To answer your question, I knew many successful traders and 95% of them never traded on the floor. They were successful screen traders and some of which were 7 figure guys. Of the 100 or 150 guys I knew trading, just a few are left. I don't have an answer as far as what adjustment one has to make. I think Hft's know when the mkt is 'caught'....u cannot trade big and u need to limit the number of trades u make in a day. My point to my earlier posts is that there is always going to be changes in the mkt....it is your job to change. In the 90s it was the institutional money overwhelming locals, today it is Hft's, tomorrow it will be something else. You have to find your niche. Bottom line for traders I knew, they did not have much difficult making the transition to electronic trading (in fact many prospered). However, very few have been able to adapt to the era of Hft's (which also includes the era of QE and the financial crisis)

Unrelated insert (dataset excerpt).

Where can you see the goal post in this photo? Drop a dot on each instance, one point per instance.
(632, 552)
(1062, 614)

outstanding comments, thanks!

two issues,

1) are any of those traders you knew, possibly on futures.io (formerly BMT), or know about it? When I left off the prop equities desk(s) at quite a few different firms, all closed and failed because of both the basket trading being substantially more profitable (baskets, ETF's, changing over to Eminis) and HFT's dominating key stocks, we all scattered and don't keep in touch either.

2) it might be insightful to discuss more about YM and NQ trading, and why those two vehicles are better than the common ES, TF, CL variety. I prefer the EMD over the afore mentioned contracts.